Мойше постарался не поморщиться.
Золрааг мог не иметь представления об истории евреев, но он знал, что упоминание о нацистах для евреев было подобно размахиванию красным флагом перед быком. Он хотел, чтобы они утратили способность к рациональному мышлению. Счесть дураком его никак нельзя.
— Сейчас мы говорим не о немцах, — сказал Мойше, — с одной стороны, мы говорим об англичанах, которые, в общем, обращались с евреями неплохо, а с другой — о ваших шансах завоевать мир, которые выглядят не так уж хорошо.
— Конечно, Тосев-3 мы завоюем, — сказал Золрааг. — Так приказал Император, — он на мгновение склонил голову, — и это будет исполнено.

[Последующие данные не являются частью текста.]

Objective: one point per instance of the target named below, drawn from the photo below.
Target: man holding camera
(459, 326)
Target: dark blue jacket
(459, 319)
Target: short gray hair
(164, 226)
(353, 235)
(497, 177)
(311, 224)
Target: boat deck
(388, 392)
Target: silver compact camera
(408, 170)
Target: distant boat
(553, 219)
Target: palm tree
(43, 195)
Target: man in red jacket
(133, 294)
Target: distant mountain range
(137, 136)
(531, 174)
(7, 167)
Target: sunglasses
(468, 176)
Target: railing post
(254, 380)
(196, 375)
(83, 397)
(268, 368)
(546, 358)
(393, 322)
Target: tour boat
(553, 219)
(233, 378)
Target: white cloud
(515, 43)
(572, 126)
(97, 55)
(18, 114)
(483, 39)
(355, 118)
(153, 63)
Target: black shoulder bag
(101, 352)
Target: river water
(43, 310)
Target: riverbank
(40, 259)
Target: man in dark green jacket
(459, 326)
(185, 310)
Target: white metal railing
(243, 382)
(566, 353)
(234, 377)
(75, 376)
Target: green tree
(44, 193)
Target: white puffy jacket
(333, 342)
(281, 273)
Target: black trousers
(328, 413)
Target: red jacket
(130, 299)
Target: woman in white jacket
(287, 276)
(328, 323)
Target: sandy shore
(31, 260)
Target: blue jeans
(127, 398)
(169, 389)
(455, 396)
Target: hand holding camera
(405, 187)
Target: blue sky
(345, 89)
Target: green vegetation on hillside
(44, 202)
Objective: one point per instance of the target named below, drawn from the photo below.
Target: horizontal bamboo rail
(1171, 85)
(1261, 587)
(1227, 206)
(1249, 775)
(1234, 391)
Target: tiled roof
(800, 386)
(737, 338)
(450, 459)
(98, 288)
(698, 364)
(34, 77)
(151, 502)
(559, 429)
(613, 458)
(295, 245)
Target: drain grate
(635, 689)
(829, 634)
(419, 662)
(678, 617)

Эти его слова не показались разумными или рациональными. Они звучали так, словно их произнес сверхнабожный еврей, почерпнувший все свои знания из Торы и Талмуда и отвергающий любую светскую науку: вера отрицала любые препятствия. Временами это позволяло пережить плохие времена. Временами ослепляло.
Мойше изучал тех, кто захватил его в плен. Видят они ошибку Золраага или ослеплены? Он пустил в ход другой аргумент:
— Если вы выберете сделку с ящерами, то всегда будете для них мелкой рыбешкой. Вы можете думать, что сейчас мы им полезны, но что случится после того, как они захватят Палестину и вы им больше не будете нужны?
Менахем Бегин оскалил зубы, хотя и не в веселой улыбке.
— Тогда мы начнем устраивать им трудную жизнь, такую же, какую устраиваем англичанам теперь.
— В это я верю, — сказал Золрааг, — это будет примерно соответствовать польскому образцу.
Говорил ли он с горечью? Об эмоциях ящеров трудно судить.
— Но если Раса завоюет весь мир, кто будет поддерживать вас в борьбе с нами? — спросил он Бегина. — Чего вы надеетесь достичь?
Теперь начал смеяться Бегин.
— Мы — евреи. Нас поддерживать не будет никто. И ничего мы не достигнем. И тем не менее будем бороться. Вы сомневаетесь?
— Ни в малейшей степени, — ответил Мойше.